Quase metade dos estrangeiros no Japão relata discriminação, aponta pesquisa
Dificuldades para alugar imóveis, problemas no trabalho e discursos de ódio seguem entre os principais desafios enfrentados por residentes estrangeiros no país
Quase metade dos estrangeiros que vivem no Japão afirmou já ter sofrido algum tipo de discriminação no cotidiano, segundo pesquisa divulgada nesta terça-feira (19) pela Agência de Serviços de Imigração do Japão. O levantamento revela que barreiras relacionadas à moradia, ao ambiente profissional e à convivência social continuam presentes mesmo diante do aumento da população estrangeira e dos esforços do governo para ampliar a integração no país.
A pesquisa foi realizada entre outubro e novembro de 2025 com estrangeiros residentes e residentes permanentes especiais com 18 anos ou mais. Ao todo, 20 mil questionários foram enviados, dos quais 8.874 tiveram respostas válidas.
De acordo com os dados, 47% dos participantes disseram ter passado por alguma situação discriminatória no Japão.

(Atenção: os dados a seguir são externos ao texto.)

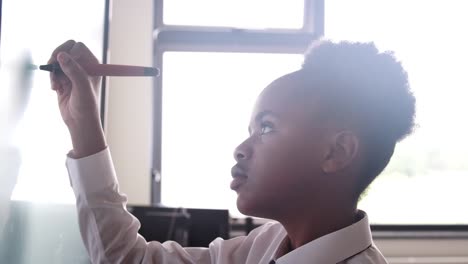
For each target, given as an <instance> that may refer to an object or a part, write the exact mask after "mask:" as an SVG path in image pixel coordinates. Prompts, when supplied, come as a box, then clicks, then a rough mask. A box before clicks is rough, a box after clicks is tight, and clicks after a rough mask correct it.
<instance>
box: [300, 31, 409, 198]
mask: <svg viewBox="0 0 468 264" xmlns="http://www.w3.org/2000/svg"><path fill="white" fill-rule="evenodd" d="M300 72H301V73H302V74H303V75H304V76H305V78H306V79H307V86H309V87H311V88H313V89H311V90H313V91H312V92H313V93H314V94H317V93H318V98H319V99H320V102H319V108H320V111H321V112H323V113H325V116H326V117H327V118H335V119H337V120H338V121H343V122H347V123H351V126H352V128H353V129H355V131H356V133H357V135H358V136H359V138H360V142H361V145H362V147H363V148H364V153H365V155H364V156H365V159H366V160H365V162H364V164H365V165H364V167H363V170H362V172H361V173H362V178H361V182H360V183H359V184H358V186H357V190H356V198H358V197H359V196H360V195H361V193H362V192H363V191H364V190H365V189H366V188H367V186H369V184H370V183H371V182H372V181H373V180H374V179H375V178H376V177H377V175H379V174H380V173H381V172H382V171H383V169H384V168H385V167H386V166H387V164H388V162H389V160H390V158H391V156H392V155H393V151H394V148H395V144H396V143H397V142H398V141H400V140H402V139H403V138H405V137H406V136H407V135H409V134H410V133H411V132H412V130H413V127H414V115H415V98H414V96H413V94H412V92H411V90H410V87H409V84H408V75H407V73H406V71H405V70H404V69H403V67H402V65H401V63H400V62H399V61H397V60H396V58H395V56H394V55H393V53H392V52H379V51H378V49H377V48H376V47H375V45H374V44H373V43H353V42H345V41H343V42H338V43H334V42H331V41H328V40H320V41H317V42H314V43H313V44H312V45H311V47H310V49H309V51H308V52H307V53H306V55H305V59H304V63H303V65H302V69H301V70H300Z"/></svg>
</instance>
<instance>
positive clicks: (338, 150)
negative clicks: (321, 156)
mask: <svg viewBox="0 0 468 264" xmlns="http://www.w3.org/2000/svg"><path fill="white" fill-rule="evenodd" d="M358 150H359V139H358V137H357V136H356V134H355V133H354V132H352V131H348V130H344V131H340V132H338V133H336V134H335V135H333V136H332V137H330V142H329V144H328V147H327V149H326V152H325V155H324V160H323V163H322V170H323V172H325V173H327V174H330V173H335V172H338V171H340V170H343V169H345V168H346V167H348V166H349V165H350V164H351V163H352V162H353V161H354V160H355V158H356V156H357V153H358Z"/></svg>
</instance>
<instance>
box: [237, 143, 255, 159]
mask: <svg viewBox="0 0 468 264" xmlns="http://www.w3.org/2000/svg"><path fill="white" fill-rule="evenodd" d="M251 156H252V151H251V150H250V148H249V147H248V146H247V144H246V142H243V143H242V144H240V145H239V146H238V147H237V148H236V149H235V150H234V159H235V160H236V161H237V162H240V161H241V160H247V159H250V157H251Z"/></svg>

Outros 53% afirmaram não ter enfrentado esse tipo de experiência. O percentual dos que não relataram discriminação caiu 0,8 ponto percentual em comparação com o levantamento anterior.
O principal problema apontado pelos entrevistados foi a dificuldade para encontrar moradia. Cerca de 19,4% disseram ter sofrido discriminação ao tentar alugar imóveis. Em muitos casos, estrangeiros relatam recusas diretas por parte de proprietários ou imobiliárias, além da exigência de condições consideradas mais rígidas do que aquelas impostas a japoneses.

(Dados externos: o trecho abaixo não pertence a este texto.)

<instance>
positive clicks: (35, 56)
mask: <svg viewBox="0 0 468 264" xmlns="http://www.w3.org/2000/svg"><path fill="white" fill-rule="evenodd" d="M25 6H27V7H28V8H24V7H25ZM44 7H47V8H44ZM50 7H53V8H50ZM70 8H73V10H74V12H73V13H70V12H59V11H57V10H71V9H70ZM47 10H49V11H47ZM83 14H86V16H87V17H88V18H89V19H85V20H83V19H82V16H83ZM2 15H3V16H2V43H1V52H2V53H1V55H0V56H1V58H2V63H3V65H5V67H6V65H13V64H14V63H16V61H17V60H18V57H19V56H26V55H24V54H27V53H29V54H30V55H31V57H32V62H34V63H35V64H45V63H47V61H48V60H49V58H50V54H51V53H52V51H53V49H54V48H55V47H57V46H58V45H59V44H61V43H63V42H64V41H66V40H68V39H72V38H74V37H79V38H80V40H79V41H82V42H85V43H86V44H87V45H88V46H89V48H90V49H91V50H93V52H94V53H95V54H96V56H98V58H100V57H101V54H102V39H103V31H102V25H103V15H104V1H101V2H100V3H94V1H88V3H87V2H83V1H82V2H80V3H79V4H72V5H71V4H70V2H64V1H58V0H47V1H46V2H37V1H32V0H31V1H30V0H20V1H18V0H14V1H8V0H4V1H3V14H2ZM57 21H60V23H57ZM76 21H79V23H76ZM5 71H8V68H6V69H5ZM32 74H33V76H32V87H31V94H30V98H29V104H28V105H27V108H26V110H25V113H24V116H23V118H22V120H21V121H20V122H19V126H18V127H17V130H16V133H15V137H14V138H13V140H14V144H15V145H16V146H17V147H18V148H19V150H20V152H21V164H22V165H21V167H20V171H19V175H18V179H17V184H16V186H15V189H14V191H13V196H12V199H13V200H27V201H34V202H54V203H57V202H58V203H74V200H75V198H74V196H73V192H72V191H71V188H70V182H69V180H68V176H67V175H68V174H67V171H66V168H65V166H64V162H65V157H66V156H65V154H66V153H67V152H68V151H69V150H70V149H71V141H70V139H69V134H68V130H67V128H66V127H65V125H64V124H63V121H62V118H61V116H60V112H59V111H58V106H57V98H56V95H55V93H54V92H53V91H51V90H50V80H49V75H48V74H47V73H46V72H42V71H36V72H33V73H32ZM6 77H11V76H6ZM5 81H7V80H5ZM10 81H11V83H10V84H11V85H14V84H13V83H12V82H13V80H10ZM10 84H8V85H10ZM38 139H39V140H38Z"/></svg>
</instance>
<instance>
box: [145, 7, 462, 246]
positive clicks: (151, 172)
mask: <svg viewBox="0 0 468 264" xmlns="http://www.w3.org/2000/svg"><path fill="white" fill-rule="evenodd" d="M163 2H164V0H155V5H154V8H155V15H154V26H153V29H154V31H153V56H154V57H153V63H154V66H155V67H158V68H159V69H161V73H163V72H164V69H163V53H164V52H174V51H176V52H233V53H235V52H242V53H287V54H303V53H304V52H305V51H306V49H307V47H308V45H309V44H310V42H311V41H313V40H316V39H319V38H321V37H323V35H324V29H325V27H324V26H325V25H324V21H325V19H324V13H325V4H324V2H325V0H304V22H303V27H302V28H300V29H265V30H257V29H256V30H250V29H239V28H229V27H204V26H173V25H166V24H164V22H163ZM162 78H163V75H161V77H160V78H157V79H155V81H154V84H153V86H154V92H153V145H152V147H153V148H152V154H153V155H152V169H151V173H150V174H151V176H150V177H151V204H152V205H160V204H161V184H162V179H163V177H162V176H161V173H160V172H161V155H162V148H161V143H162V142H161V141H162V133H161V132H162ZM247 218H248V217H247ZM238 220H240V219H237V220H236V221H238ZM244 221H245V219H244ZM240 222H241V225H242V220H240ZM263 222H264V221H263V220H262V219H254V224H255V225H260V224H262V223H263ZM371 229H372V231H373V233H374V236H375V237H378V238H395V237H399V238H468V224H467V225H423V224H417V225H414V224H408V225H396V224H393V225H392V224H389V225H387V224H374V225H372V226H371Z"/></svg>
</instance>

Questões relacionadas ao trabalho também aparecem entre os principais focos de insatisfação. Segundo a pesquisa, 17,5% afirmaram ter enfrentado discriminação no ambiente profissional, enquanto 13,2% relataram dificuldades durante processos de contratação ou busca por emprego.
Como o levantamento permitia múltiplas respostas, os participantes também indicaram quem praticou os atos discriminatórios. Pessoas desconhecidas lideraram as citações, com 44,8%, seguidas por colegas ou superiores ligados ao ambiente de trabalho, com 35,9%. Profissionais do setor imobiliário apareceram em seguida, com 23,8%, enquanto funcionários de lojas foram mencionados por 22,1%.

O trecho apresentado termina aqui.